藝大美術館の後、時間もあったので西洋美術館に行くことにした。こちらは企画展「人と自然のダイアローグ」が9月11日に終わったばかりで常設展のみである。もっともたいていの場合、西美は常設展目当てに行っているのでなにも問題はない。前回7月7日に行っているけど、その時にも常設展だけ観ている。
藝大の「日本美術をひも解く」に比べると圧倒的に空いていて、なんだかほっとする。といってもウィークデイの割にはけっこう人が入っているようにも思ったけど。
ここのところは通信教育で西洋美術を学習しているので、教科書で出てきた画家やジャンルの作例を確認することが多くなっている。こういうのは美術館での鑑賞の王道を行っているような気もする。
いつものように気になった作品をいくつか。
キャプションによるとパン・デル・アメン(1596-1631)は17世紀にスペイン・マドリードで活躍した画家でボデゴンと呼ばれる17世紀スペイン独自の静物画を代表する画家だとか。
ボデゴン
酒屋(ボデガの軒下(ボデゴン)に由来したスペイン独自の名称で、静物画あるいは台所や食卓の情景を描いた風俗画をさす。「厨房画」。木製の台に置かれた陶器といった質素な表現から宗教的主題と組み合わせたもの(ベラスケス《マルタの家のキリスト》などもあり、17世紀から18世紀にかけてスペインで大流行し、応接室や廊下、食堂に飾られた。
『西洋技術史 造形篇Ⅱ 盛期ルネサンスから十九世紀末まで』(藝術学舎)
ボデゴンを得意とした画家としては、セビーリャ派の「修道士像の画家」として名をあげたフランシスコ・デ・スルバラン(1598-1664)も少数のすぐれた静物画を描いているという。何度かここでも言及したけど、西洋美術館ではドミニク会修道士を描いたこの作品がある。
この絵は大好きな作品の一つ。カルド・ドルチ(1616-1687)は時代的にはバロック画家と分類されるようだ。いわれてみればこの陰影表現もカラヴァッジョの影響ありというべきなんだろうか。アップにしてみても、筆触をまったく感じさせないある種のすべすべ感がある。至高の美っていう感じ。
夜の画家といわれるラ・トゥールはフランス・ロレーヌ地方で活躍した。図録やいくつかの文献によれば、ラ・トゥールはイタリアに赴いた形跡はないものの、オランダのカラヴァッジェスキの影響を受けて、カラヴァッジョの明暗法などの様式を習得したといわれている。フランス・バロック期、カラヴァッジョ様式伝播の作例という。カラヴァッジョの明暗法が劇的であるのに対して、ラ・トゥールのそれは静謐で禁欲的な内省を描き出しているという。たしかにカラヴァッジョのような仰々しさはなく、静的(スタティックス)という言葉が似あっている。

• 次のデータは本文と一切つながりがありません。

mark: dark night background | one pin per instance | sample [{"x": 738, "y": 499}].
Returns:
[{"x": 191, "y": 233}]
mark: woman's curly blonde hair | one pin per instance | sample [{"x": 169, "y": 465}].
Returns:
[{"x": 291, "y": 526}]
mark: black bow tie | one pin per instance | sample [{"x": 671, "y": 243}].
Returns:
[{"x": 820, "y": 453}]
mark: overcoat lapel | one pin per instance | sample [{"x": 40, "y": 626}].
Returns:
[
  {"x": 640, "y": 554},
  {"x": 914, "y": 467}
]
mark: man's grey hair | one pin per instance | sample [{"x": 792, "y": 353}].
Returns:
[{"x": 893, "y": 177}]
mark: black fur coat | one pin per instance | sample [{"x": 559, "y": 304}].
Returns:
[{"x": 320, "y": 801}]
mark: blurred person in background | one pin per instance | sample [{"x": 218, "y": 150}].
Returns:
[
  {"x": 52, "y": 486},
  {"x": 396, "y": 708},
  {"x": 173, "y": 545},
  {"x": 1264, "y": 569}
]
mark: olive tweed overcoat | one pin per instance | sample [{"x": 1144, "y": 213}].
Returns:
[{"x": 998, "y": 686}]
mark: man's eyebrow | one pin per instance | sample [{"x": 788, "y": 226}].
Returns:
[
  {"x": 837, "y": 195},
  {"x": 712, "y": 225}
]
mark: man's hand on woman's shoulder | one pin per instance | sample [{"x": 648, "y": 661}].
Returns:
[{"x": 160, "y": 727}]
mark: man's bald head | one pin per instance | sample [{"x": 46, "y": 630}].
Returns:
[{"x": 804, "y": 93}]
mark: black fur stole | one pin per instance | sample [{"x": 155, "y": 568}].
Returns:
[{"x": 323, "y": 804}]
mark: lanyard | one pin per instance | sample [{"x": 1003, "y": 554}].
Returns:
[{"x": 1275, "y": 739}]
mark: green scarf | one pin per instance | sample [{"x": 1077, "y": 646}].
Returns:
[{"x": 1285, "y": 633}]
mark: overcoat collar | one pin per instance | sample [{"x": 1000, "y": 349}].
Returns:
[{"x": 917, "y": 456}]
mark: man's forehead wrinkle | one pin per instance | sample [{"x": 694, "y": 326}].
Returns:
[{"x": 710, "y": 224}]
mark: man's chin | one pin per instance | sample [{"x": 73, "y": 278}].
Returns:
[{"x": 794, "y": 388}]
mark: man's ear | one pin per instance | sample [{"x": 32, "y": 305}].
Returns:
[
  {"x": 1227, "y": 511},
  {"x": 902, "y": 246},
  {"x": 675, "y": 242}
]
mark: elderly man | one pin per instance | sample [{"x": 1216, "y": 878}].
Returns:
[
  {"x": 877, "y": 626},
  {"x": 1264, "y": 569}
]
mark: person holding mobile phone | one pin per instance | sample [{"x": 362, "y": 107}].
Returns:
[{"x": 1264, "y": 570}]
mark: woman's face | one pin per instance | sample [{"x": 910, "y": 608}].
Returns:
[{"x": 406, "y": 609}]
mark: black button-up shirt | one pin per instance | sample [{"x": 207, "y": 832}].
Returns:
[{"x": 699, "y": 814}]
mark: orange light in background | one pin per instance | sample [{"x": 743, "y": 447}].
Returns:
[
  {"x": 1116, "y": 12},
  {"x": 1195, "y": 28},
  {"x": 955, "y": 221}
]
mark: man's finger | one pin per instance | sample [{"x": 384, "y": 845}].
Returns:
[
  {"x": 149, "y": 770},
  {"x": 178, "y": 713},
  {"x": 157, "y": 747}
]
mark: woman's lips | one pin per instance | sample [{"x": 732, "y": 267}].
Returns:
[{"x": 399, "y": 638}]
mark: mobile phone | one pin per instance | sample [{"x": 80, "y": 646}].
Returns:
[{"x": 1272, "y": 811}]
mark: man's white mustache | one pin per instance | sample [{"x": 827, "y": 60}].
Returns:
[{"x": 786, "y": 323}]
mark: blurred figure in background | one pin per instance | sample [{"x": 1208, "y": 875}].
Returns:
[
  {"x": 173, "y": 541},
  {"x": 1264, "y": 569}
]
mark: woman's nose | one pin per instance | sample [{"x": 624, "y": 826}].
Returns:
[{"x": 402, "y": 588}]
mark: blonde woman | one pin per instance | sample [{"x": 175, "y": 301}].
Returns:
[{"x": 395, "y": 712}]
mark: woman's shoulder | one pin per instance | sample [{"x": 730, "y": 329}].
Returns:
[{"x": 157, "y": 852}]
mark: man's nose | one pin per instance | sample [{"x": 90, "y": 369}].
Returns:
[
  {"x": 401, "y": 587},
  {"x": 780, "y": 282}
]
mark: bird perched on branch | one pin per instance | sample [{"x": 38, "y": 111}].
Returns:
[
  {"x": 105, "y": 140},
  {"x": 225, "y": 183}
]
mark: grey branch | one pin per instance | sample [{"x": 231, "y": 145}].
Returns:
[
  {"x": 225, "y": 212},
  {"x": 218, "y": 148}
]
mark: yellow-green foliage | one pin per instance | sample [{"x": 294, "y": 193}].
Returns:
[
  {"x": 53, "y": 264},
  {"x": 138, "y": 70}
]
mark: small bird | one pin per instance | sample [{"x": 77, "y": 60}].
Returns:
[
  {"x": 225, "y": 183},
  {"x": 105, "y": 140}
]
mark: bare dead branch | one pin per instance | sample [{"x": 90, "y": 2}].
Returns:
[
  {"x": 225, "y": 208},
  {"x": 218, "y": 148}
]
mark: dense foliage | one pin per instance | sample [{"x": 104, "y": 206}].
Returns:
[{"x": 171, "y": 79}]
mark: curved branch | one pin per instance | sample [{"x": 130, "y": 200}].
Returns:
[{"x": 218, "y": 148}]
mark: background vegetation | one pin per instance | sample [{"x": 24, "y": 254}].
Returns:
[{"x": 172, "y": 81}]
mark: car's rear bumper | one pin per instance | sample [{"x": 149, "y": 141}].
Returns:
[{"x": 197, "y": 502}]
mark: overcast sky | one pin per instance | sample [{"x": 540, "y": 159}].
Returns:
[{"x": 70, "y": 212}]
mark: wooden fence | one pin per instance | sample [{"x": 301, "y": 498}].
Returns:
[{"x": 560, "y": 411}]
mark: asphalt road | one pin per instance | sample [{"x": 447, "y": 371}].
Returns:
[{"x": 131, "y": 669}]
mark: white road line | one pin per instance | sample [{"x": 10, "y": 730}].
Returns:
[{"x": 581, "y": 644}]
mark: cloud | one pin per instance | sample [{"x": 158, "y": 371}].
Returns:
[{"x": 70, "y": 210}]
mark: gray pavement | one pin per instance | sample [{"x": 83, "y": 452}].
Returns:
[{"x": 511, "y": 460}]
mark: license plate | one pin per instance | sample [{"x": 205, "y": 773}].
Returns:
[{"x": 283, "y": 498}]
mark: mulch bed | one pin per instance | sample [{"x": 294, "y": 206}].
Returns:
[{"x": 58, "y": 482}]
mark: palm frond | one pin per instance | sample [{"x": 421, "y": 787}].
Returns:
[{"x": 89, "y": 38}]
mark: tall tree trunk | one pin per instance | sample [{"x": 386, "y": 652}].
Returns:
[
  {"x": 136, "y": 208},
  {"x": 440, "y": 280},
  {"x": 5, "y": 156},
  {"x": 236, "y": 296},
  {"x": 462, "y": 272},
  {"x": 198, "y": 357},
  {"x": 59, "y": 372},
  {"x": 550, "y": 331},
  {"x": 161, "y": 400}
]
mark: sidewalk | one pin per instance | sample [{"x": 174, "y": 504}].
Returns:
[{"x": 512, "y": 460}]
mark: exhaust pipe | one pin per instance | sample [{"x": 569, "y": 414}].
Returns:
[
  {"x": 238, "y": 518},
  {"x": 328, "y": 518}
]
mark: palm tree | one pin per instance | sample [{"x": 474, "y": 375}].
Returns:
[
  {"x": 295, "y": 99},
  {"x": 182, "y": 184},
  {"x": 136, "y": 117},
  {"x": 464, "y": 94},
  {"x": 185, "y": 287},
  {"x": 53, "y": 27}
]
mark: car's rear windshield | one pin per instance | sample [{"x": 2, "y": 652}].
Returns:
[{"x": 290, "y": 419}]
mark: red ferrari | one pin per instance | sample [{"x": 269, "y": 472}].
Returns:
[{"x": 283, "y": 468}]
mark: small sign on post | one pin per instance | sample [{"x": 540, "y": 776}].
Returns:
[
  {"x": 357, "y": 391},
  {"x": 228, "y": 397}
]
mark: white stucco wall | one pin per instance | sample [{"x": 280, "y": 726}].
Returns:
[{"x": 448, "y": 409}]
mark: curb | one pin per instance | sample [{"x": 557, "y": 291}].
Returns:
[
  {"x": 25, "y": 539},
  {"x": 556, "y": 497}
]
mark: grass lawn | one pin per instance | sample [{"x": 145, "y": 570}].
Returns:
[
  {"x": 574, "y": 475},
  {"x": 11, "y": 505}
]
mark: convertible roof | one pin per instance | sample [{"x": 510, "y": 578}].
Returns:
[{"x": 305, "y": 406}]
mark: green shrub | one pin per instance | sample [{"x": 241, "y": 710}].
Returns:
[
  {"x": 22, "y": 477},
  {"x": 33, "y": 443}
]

スペイン・バレンシア出身のジュゼペ・デ・リベーラ(1591-1652)は、10代デイタリアに渡りローマでカラヴァッジョの影響を受け、その後は当時スペイン領だった王領ナポリで宮廷画家として活躍した。
この人の作品では《えび足の少年》など、貧しき者、足の悪い少年への慈悲ある眼差しなどを感じさせる作品が有名。そういう点では、少し後のセビーリャ派ムリーリョと似通ったものを感じる。ナポリで活躍したリベーラとセビーリャのムリーリョに接点があったのかどうかはちょっと判らないけれど。
ちなみに西洋美術館ではジュゼペ・デ・リベーラだが、美術書などではもっぱらフセペ・デ・リベーラと表記されることが多い。ウィキペディアではホセ・デ・リベーラだしイタリア語的にはジュゼッペ・リベーラだとか。学者、訳者の拘りなんだろうけど、こういうのって統一できないものだろうか。
レオン・ボナ(1833-1922)は当時フランスのアカデミスムの代表的な画家でエコール・デ・ボザールの教授、学長を務めた。彼の下で学んだ画家は多数おり、カイユボット、ロートレック、ブラック、デュフィらがいる。また1880年に渡仏した五姓田義松もレオン・ボナに学んでいる。
この絵はとにかく上手いというか、構図、表現などもう完璧。肖像画の模範例といっていい作品だと思う。実は今回一番気に入ったのはこの作品かもしれない。
先日、パナソニック汐留美術館でキース・ヴァン・ドンゲンの回顧展を観たこともあるのでこの作品も。もともとこれ大好きな作品だが、マチエールとかに注目するとけっこう凄いなと思ったりもする。西洋美術館はいつ行っても楽しい発見、新しい発見がある。